We also have a pond made out of an old children’s plastic sand pit shell. This collects rain water, allows quick watering of thirsty plants, grows some beautiful water plants, offers local wildlife somewhere to drink and a home for some local frogs.

Our new pond

Our new pond

We are allowed to use mains water twice a week for two hours and we did use this options a few time last summer. We have underground soaker hoses in some garden beds that can be connected to mains water or in the future will be connected to a main water tank.
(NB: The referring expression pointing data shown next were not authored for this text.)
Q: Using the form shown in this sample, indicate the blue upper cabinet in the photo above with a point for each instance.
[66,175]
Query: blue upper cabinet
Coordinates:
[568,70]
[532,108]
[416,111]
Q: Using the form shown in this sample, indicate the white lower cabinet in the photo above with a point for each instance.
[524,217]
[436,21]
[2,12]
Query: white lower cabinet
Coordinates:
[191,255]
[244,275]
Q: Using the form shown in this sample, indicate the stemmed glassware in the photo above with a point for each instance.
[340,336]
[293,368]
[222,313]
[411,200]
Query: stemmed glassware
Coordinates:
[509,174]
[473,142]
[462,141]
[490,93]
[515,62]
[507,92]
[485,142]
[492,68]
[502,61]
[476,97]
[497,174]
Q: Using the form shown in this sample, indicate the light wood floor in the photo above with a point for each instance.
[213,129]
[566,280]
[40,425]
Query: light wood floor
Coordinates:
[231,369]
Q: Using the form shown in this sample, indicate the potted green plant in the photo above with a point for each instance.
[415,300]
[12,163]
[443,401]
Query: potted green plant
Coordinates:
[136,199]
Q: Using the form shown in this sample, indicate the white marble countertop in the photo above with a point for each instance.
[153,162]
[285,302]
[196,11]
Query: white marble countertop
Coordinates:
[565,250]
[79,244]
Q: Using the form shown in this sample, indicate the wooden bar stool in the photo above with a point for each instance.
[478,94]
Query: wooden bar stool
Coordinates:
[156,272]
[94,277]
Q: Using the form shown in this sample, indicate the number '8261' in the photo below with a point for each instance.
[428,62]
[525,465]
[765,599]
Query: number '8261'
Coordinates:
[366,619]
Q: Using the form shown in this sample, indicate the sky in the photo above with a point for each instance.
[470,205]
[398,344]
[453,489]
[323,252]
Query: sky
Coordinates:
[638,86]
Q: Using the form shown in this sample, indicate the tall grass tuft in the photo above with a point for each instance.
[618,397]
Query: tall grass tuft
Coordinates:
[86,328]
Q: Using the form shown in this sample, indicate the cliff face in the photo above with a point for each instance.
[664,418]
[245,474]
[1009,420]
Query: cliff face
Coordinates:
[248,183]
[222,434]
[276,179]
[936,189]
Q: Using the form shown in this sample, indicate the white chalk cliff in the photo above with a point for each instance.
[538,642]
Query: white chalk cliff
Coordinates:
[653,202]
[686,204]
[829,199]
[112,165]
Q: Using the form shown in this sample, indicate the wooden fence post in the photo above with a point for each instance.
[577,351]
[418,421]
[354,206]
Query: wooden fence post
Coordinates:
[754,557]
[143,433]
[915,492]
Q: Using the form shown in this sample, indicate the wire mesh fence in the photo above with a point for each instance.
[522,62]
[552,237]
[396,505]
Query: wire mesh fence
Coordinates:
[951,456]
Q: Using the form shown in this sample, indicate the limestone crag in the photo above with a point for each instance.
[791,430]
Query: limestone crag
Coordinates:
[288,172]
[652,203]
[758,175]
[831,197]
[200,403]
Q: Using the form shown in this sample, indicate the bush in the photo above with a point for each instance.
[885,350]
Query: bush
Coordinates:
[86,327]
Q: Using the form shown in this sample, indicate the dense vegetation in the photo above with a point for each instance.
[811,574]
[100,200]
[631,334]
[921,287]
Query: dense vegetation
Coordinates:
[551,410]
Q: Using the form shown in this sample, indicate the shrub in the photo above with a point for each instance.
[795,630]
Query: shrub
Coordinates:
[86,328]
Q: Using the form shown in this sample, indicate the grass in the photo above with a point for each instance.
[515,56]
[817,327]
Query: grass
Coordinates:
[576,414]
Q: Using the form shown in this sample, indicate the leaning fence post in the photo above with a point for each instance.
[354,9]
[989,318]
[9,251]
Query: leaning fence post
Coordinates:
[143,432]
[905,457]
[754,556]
We found with just 1000litre of rain water storage and our grey water redirection that we got by last summer, this summer we will have a 4000 litre tank, 1200 litres storage in wheelie bin tanks and pickling drums, redirected washing machine, shower and our bucket in the kitchen sink catching the fresh water. I don’t think we will need to rely on mains water at all this year.

Worm Farms

October 4, 2008

Late Autumn

A few weeks after we moved into our home we bought a worm farm and two compost bins from ebay.

A friend from our local group of Permaculture Melbourne gave us the worms.

At this stage we didn’t have chickens so the worms were well feed and what they didn’t like went into the compost bins.

Worms usually like to eat anything that have once lived, except citrus and onions. Most people also give their worms paper but our paper went into the compost bins for some much needed carbon.

Our worms thrived, every week I would pour a watering can of rain water into their home, open up the tap and feed my plants with the wonderful worm wee that came out.

Every time we put a plant into the ground we put a handful of worms.

By spring our whole garden was moving with little red composting worms.